Le président gabonais Brice Clotaire Oligui Nguema entame ce lundi 20 juillet une visite d’État en France. Ce petit pays pétrolier d’Afrique centrale, riche en ressources naturelles comme les minerais, entretient depuis des décennies une relation particulière avec la France, qui semble résister aux remises en question de certains axes de coopération entre Paris et le continent africain.
Une relation bilatérale qui défie les tendances continentales
Bergès Mietté, spécialiste en sciences politiques à l’université internationale de Libreville, décrypte cette exception gabonaise dans la diplomatie africaine de la France. Alors que de nombreux pays du continent réévaluent leurs partenariats avec l’ancienne puissance coloniale, le Gabon semble afficher une continuité assumée dans ses relations avec Paris. Cette trajectoire, selon l’expert, s’inscrit dans une volonté claire de stabilité et de coopération renforcée.
Les fondements d’une alliance durable
Plusieurs facteurs expliquent cette singularité. D’abord, l’économie gabonaise, largement dépendante des exportations pétrolières, repose en grande partie sur des partenariats avec des entreprises françaises. Ensuite, la coopération sécuritaire et militaire entre les deux pays reste un pilier essentiel des échanges. Enfin, la proximité culturelle et linguistique facilite les échanges à tous les niveaux.

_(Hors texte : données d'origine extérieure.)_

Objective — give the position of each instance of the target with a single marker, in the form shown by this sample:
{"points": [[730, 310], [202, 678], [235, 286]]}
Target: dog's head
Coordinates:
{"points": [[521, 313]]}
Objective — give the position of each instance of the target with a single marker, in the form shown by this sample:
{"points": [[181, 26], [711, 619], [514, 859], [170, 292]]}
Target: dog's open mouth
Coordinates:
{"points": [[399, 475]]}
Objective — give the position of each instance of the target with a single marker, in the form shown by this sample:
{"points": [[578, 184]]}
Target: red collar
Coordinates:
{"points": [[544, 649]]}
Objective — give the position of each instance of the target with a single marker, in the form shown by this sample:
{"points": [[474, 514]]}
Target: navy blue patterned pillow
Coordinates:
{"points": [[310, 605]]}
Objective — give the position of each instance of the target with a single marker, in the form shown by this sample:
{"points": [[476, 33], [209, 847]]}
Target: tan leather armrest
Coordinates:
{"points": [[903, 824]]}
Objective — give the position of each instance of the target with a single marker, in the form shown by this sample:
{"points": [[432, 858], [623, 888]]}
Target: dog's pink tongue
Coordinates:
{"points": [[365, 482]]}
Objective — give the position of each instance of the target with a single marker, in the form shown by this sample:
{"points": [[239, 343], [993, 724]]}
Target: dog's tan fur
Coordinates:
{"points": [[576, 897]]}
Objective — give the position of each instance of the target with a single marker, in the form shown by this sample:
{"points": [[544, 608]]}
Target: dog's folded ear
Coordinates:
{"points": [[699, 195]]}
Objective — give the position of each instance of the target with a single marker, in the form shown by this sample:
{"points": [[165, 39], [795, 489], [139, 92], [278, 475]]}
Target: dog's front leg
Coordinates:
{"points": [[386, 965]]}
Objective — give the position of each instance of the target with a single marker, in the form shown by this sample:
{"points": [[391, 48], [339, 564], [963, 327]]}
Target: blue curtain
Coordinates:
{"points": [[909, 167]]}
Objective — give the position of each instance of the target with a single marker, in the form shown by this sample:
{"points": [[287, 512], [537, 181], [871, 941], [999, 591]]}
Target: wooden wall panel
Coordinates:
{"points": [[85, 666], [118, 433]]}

- Stabilité politique : Malgré les changements récents au sommet de l’État, le Gabon maintient une ligne politique cohérente vis-à-vis de la France.
- Coopération économique : Les investissements français dans les secteurs pétrolier et minier restent massifs.
- Sécurité régionale : Le Gabon joue un rôle actif dans les dispositifs de sécurité en Afrique centrale, souvent en collaboration avec Paris.
Les enjeux de la visite présidentielle à Paris
Cette visite d’État, la première du genre depuis l’arrivée de Brice Oligui Nguema à la présidence, s’annonce comme un moment clé pour officialiser cette stratégie de continuité. Plusieurs accords pourraient être signés, notamment dans les domaines de l’énergie, des infrastructures et de la formation professionnelle. Bergès Mietté souligne que cette démarche vise à rassurer les partenaires internationaux sur la stabilité du pays et à renforcer son attractivité économique.
Pour le Gabon, cette relation avec la France n’est pas seulement une question de tradition, mais aussi de pragmatisme. Dans un contexte africain marqué par des remises en question des influences extérieures, Libreville choisit de miser sur une alliance équilibrée, où les intérêts mutuels priment sur les idéologies.